National's List MP for Nelson says the government's decision to allow a 10 year-old girl to remain in New Zealand with her parents is a "no brainer".
Lesly Jayoma was declined an extension of her student visa early this year after she was diagnosed with a modest special education need requiring support for about four hours per week.
The Jayoma family came to Nelson from the Philippines in 2018 on work visas. Lesly's father Rommel Jayoma works for a specialist aviation company in Nelson and her mother works in aged care.
The family had work permits until the end of 2022.
Nelson MP Nick Smith said the justification for denying the student visa was weak, but requiring a 10-year-old special needs child to leave New Zealand by herself, in the middle of the global Covid pandemic was "inhumane".
He said the family faced having to send their daughter back to family in the Philippines.
"This was an appalling situation where a family that's been in New Zealand for the last two years on work permits, and who did have a student permit for their 10 year-old daughter, but last year was diagnosed with having a special need.
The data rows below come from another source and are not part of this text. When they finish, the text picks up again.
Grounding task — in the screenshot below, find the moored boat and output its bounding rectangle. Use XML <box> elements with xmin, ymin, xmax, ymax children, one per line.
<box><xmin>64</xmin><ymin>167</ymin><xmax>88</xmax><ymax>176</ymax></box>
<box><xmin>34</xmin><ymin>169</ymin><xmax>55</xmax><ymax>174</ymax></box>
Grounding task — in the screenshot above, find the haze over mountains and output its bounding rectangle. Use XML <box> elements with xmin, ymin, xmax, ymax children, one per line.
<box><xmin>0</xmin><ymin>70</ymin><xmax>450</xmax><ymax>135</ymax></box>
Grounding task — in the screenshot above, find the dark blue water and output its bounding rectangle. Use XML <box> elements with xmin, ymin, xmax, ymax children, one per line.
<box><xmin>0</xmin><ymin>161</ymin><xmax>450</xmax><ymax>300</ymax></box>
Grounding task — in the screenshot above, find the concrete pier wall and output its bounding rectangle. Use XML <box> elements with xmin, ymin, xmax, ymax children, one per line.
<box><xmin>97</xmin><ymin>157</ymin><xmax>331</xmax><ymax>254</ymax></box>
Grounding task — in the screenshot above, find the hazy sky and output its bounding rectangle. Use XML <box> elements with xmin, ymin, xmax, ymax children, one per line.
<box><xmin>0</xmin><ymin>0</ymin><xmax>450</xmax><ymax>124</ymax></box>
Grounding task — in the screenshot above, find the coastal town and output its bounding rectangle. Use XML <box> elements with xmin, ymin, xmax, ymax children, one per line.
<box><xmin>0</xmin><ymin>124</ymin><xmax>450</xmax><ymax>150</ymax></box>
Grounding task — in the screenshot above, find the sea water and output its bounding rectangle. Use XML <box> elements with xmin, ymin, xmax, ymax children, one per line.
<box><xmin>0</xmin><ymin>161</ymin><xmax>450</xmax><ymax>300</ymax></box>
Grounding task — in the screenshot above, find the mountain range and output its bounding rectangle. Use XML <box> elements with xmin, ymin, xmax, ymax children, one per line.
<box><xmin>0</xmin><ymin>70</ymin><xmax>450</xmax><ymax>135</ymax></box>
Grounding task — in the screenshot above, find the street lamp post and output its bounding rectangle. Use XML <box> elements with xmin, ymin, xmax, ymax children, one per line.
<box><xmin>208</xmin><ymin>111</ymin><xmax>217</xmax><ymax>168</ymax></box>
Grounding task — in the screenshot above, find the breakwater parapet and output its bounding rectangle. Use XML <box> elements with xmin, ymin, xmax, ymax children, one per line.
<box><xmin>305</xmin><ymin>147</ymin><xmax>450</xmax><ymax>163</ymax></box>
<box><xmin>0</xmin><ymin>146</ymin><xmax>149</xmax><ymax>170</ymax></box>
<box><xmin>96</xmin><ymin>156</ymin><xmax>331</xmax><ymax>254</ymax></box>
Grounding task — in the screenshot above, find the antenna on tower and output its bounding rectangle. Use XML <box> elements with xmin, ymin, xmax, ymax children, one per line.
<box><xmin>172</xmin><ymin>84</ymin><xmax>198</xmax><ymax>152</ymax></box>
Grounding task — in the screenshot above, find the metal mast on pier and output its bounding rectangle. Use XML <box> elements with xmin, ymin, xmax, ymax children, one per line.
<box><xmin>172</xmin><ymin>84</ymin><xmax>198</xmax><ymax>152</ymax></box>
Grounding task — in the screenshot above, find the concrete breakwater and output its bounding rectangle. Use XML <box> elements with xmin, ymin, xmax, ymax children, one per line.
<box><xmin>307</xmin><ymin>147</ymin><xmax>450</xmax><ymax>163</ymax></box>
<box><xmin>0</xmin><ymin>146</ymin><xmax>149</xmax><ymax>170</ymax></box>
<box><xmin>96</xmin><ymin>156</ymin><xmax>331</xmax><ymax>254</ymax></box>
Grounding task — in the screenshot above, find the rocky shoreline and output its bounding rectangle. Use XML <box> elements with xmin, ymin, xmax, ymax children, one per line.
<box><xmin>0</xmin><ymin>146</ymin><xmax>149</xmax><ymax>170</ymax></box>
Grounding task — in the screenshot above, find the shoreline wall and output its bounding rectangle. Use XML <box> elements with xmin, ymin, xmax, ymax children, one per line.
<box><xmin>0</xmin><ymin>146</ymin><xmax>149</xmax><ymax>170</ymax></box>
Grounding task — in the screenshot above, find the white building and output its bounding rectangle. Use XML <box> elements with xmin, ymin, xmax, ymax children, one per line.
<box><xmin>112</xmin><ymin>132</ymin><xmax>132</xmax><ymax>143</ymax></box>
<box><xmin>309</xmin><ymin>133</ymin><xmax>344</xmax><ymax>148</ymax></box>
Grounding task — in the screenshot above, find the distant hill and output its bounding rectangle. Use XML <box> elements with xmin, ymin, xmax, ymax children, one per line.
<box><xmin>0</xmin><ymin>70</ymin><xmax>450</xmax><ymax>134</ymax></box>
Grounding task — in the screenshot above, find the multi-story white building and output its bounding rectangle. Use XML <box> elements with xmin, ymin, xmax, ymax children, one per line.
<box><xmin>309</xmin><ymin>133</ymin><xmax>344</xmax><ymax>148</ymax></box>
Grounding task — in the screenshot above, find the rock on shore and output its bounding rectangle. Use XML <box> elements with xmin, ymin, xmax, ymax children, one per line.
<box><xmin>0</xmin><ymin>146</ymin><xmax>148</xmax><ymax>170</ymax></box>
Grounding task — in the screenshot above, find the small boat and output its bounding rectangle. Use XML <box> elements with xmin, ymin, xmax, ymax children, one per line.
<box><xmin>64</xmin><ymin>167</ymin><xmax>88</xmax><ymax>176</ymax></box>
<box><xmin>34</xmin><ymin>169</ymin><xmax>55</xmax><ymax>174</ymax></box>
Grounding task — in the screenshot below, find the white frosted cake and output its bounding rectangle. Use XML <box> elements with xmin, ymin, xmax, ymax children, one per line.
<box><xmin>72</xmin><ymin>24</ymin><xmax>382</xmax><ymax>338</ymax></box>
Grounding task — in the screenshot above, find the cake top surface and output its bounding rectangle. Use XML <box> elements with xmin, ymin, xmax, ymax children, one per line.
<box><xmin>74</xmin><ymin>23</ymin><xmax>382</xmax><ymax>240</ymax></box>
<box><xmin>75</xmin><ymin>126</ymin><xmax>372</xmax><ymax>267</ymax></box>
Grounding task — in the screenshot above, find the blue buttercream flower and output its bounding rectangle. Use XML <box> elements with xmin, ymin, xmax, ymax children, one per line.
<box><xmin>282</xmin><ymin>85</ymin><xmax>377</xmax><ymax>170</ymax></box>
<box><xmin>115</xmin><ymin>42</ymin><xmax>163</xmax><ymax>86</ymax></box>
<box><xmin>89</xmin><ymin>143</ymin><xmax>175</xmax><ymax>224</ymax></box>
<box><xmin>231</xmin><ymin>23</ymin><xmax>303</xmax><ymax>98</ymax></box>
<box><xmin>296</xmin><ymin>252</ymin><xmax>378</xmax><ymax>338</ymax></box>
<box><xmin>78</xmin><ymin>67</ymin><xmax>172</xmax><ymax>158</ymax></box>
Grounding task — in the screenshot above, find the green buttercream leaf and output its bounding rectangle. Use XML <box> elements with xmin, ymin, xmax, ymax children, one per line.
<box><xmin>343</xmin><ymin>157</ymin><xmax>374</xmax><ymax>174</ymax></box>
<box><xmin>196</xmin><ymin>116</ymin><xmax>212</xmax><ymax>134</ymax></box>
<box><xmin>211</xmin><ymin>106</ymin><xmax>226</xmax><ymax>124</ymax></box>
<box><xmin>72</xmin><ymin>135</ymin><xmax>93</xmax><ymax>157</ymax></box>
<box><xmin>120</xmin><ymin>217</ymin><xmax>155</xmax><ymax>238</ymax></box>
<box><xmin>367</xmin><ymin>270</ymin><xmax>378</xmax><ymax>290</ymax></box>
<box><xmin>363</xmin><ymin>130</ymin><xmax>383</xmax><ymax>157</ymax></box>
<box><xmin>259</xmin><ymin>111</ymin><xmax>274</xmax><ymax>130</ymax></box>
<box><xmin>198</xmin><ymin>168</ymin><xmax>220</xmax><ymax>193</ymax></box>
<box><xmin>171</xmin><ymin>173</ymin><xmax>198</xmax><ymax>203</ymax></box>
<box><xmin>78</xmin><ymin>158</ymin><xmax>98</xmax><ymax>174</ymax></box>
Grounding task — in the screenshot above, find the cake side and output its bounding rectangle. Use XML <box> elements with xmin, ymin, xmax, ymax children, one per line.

"When Immigration found out about it they said she couldn't stay."
The family, with the support of Nelson Central School sought a reconsideration by the Immigration Service in May but this was declined in September, triggering Dr Smith's intervention.
"She was told in September she'd be deported, and to make things more appalling, effectively telling a 10-year-old special needs child in the middle of a Covid crisis, that she would need to leave the country within 21 days.
"That was quite impossible, and quite appalling.
"This case was a no-brainer. No one in their right mind would say that a child who needs a few hours from a teacher aid should effectively be deported from a country, separating her from both her mum and dad.
"The expense to New Zealand was small when the benefit of the parents continuing to work in New Zealand was significant."
Dr Smith made urgent private representations to the minister in early September and made the case public when the deportation deadline passed.
He said he was delighted to give the Jayoma family the good news ahead of Christmas.
"I am pleased at this successful outcome and thank Associate Immigration Minister Phil Twyford for his decision.
"I also acknowledge the support of Nelson Central School principal, Pip Wells and other MPs who supported my representations to the Minister."
Dr Smith said Immigration New Zealand needed to review its policies around the way it dealt with children.
"This is not the only case I have dealt with where blunt threatening deportation letters are sent to children of a young age.
"We also need a change of policy with a more compassionate approach taken to people with disabilities and special needs."